Teminat düzenlemeleri kapsamında ilk olarak Mayıs ayında para takası ve bankalararası para işlemleri için DİBS sepetinin kapsamını değiştirdik.
Ekonominin potansiyeli ile uyumlu bir parasal büyümeyi gözeterek, tüm faizlerin politika faizine yakınsaması için gereken adımları atmaya devam edeceğiz.
Mevcut rapor döneminin başında oluşan yukarı yönlü tahmin sapması son dönemdeki olumlu gelişmelerle telafi edilmiştir.
Ham petrol ve emtia fiyatlarının genel seviyesine ilişkin varsayımlarımızı 2022 büyük oranda koruduk.
2022 yıl sonu gıda enflasyon tahmini yüzde 49’dan yüzde 71,3’e yükseldi.
2022 yıl sonu enflasyon tahmini yüzde 42,8’den yüzde 60,4’e yükseldi.
Enflasyonun 2023 yıl sonunda yüzde 19,2 olarak gerçekleşeceğini tahmin ediyoruz.
Enflasyonun 2024 yıl sonunda yüzde 8,8 olarak gerçekleşeceğini tahmin ediyoruz.
Uygulanan politikalarla kredi gelişiminde normalleşme başladı.
Küresel fiyat artışları normale döndüğünde Türkiye ekonomisinin cari fazla verdiğini göreceğiz.
Enflasyonun atalete dönüşmemesi için çok yoğun ve sert tedbirlerle bu süreci kısa sürede terse çevirmek için kararlar almaya devam ediyoruz.

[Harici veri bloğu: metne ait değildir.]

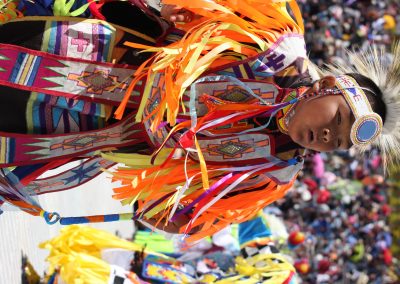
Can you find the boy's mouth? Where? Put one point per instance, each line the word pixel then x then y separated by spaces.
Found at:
pixel 310 136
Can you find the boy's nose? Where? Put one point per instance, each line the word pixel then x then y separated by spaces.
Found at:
pixel 326 135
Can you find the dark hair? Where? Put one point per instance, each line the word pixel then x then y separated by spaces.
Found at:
pixel 374 97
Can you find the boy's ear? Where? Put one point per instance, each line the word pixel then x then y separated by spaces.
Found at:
pixel 327 82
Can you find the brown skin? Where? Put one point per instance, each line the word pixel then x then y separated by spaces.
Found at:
pixel 322 123
pixel 174 14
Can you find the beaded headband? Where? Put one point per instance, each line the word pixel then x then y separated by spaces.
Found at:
pixel 367 125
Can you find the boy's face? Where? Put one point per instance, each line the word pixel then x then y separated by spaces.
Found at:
pixel 322 123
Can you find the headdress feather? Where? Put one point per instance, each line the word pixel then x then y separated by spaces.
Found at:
pixel 384 70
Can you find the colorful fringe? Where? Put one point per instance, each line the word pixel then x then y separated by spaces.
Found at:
pixel 8 11
pixel 214 196
pixel 76 254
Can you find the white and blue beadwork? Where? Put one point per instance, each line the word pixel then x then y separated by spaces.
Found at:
pixel 367 125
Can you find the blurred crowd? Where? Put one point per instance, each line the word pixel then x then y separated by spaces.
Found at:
pixel 341 204
pixel 341 201
pixel 335 25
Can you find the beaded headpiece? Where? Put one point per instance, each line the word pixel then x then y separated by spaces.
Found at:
pixel 367 125
pixel 383 69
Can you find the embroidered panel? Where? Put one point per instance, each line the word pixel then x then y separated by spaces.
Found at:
pixel 71 178
pixel 17 149
pixel 54 75
pixel 235 148
pixel 79 39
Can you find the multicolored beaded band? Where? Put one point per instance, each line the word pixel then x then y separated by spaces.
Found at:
pixel 368 125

Dünyada ülkelerin yapısı itibarıyla tedbirlere karşılık resesyon süreci konuşuluyor, IMF tüm ülkelerde büyümeyi aşağı yönde güncelledi, Türkiye yukarı doğru güncellenen tek ülke konumunda.
Dünyada resesyonun konuşulmadığı tek ülke Türkiye.

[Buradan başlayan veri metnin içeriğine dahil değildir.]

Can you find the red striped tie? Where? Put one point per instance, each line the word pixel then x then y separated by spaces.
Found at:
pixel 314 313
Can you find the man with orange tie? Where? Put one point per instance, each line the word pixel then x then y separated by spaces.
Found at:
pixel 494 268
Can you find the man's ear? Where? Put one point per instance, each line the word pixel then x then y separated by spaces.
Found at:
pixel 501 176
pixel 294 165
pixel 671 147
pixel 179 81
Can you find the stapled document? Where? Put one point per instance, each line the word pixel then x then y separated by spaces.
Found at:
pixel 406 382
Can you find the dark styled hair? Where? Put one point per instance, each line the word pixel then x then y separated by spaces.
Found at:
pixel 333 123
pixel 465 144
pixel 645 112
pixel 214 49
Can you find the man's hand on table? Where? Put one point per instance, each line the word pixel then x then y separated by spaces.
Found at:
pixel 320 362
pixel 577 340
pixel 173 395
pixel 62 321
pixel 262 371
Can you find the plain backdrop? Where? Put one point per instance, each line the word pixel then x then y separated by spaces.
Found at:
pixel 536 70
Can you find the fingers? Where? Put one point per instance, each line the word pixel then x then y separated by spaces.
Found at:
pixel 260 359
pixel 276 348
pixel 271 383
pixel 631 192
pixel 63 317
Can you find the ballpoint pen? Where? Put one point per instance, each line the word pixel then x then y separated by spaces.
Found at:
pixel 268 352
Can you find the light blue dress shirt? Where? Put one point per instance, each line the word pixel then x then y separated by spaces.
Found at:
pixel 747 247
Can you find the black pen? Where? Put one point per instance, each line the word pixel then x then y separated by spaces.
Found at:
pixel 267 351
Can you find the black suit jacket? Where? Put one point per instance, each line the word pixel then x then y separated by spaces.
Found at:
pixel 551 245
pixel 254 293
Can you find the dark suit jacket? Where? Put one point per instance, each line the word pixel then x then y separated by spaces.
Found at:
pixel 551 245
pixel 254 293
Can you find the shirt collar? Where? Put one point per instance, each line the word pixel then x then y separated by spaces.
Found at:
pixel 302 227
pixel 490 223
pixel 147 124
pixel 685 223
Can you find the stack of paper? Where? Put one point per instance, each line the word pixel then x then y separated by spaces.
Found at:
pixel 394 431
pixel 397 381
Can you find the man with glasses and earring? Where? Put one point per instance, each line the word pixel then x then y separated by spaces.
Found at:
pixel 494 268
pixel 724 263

Rusya ile yerel paralarla ticaret için önemli mesafe kat ettik.
Rusya tarafında görüşmelerimiz devam ediyor, sadece Rusya değil diğer ülkelerle de swap anlaşmaları için görüşmeler devam ediyor.
Geçen yıl ROM’u kaldırdık, liralaşmayı öncelendirdik, etkin şekilde kullanım aracı hale getireceğiz, Merkez Bankası kendi yönettiği, aldığı kararlarda ağırlıklı liralaşmayı önceleyerek alıyor.
Rezervlerimiz geçen yıl da aynı seviyedeydi, bu yıl da aynı seviyelerde, enerji maliyeti arttı, tüm ödemelerini rahatlıkla ödüyor, ödeyecek, bunlar için yeterli rezervlerimiz, gücümüz var, çok iyi durumda, rezerv erimesi değil rezerv değiştirmesi var.
(Rusya ile yerel parayla ticaret görüşmeleri) Ticaretimizde o kadar fark yaşanmıyor, ticaret kendi dengesini buluyor, enerji ödemelerimiz, ticaret, turizm var, görüşmeler önemli bir noktaya geldi.
Dijital para ile ilgili güzel haberleri kısa zamanda vereceğiz, çalışmalar olumlu şekilde devam ediyor, sona doğru geliyoruz.
Önümüzdeki dönemde rezervlerdeki artışı göreceğiz, YUVAM’da hedeflediğimiz yıl sonu rakamına doğru yaklaşıyoruz.
Bankacılık sektörümüz dünyadaki en iyi bankacılık sektörü başında geliyor, bu kadar sağlam ve güçlü bir bankacılık sektörünün böyle bir CDS’i hak ettiğini düşünmüyorum.